Justiça
se faça a Joaquim
Goste-se ou não dele,
concorde-se ou não com o desfecho do caso, o presidente do STF marcou época com
o julgamento do mensalão
ocosta@brasileconomico.com.br
O mineiro Joaquim Benedito Barbosa Gomes entrou para a história do país em 25
de junho de 2003 ao se tornar o primeiro ministro negro do STF, por escolha do
presidente Luiz Inácio Lula da Silva. Os dois têm na origem humilde um
traço comum. Nascido em Paracatu em 1954, filho de um pedreiro e uma dona de
casa, Joaquim é o primogênito de oito irmãos. Arrimo de família após a
separação dos pais, foi para Brasília aos 16 anos. Completou o segundo grau e
formou-se em Direito pela UnB, onde obteve o mestrado. Depois de trabalhar como
oficial de chancelaria, prestou concurso para procurador da República, mas
pediu licença para se aperfeiçoar na Universidade de Paris II. Também foi
“visiting scholar” da Universidade de Colúmbia, em Nova York, e da Universidade
da Califórnia, em Los Angeles. É fluente em francês, inglês, alemão e espanhol.
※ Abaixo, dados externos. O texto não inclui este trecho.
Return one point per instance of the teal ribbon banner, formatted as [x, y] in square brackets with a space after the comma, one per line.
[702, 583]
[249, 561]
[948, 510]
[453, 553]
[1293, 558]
Esse breve perfil é importante para que não paire dúvida sobre
os méritos do atual presidente do STF. A trajetória de Joaquim no mundo do
Direito é irretocável. Não foi por acaso que a tradicional revista Time, em
2013, incluiu seu nome na lista de cem pessoas mais influentes do mundo. Mas
também não espanta que muita gente tenha comemorado a notícia de que Joaquim decidiu
deixar o STF onze anos antes do prazo de aposentadoria previsto em lei.
Aos 59 anos, ele poderia continuar até 2024 no seletíssimo grupo
de 11 ministros que interpretam e aplicam o que está escrito na Constituição
brasileira. Mas, por motivo pessoal (provavelmente pelo problema insanável na
coluna, que o incomoda há anos), ele resolveu antecipar o pedido de
aposentadoria para o fim de junho. E comunicou, na manhã de ontem, sua decisão
à presidente Dilma Rousseff e aos presidentes da Câmara e do Senado.
Na passagem pelo STF, Joaquim se fez respeitar pelos pares, mas,
com seu gênio forte, também criou desafetos. Alvo do pavio curto e das palavras
duras do colega, o ministro Ricardo Lewandowski, por exemplo, só continuou a
cumprimentá-lo por dever de ofício. Outros ministros, ao se sentirem ofendidos
em plenário, retrucaram à altura, sem se intimidar com a transmissão direta das
sessões pela TV Justiça. Entre os jornalistas que cobrem o Judiciário, o
presidente do STF também firmou a imagem de intransigente.Vai aqui um exemplo.
Ao receber um editor da revista ISTOÉ, Joaquim explicou que
falaria sobre o processo do mensalão “off the record” e advertiu: “Se eu for
citado como fonte na reportagem, nunca mais falo com os senhores. Que isso
fique bem claro!”. O ministro é assim mesmo e ponto final.
Seria, porém, enorme injustiça destacar em Joaquim Barbosa
apenas o pavio curto. Goste-se ou não dele, concorde-se ou não com o desfecho
do caso, o presidente do STF marcou época com o julgamento do mensalão. Foi o
que disse Marco Aurélio Mello, ao comentar a aposentadoria precoce do colega.
“Veio a ser relator de uma ação importantíssima em que o Supremo acabou por
reafirmar que a lei é lei para todos indistintamente. Acabou por revelar que
processo em si não tem capa. Tem conteúdo”. Após o elogio, concluiu: “Que seja
muito feliz”.
Esse certamente é o desejo das pessoas que apoiaram as decisões
independentes do filho de Paracatu, que superou todos os obstáculos da vida até
ocupar o cargo máximo do Poder Judiciário.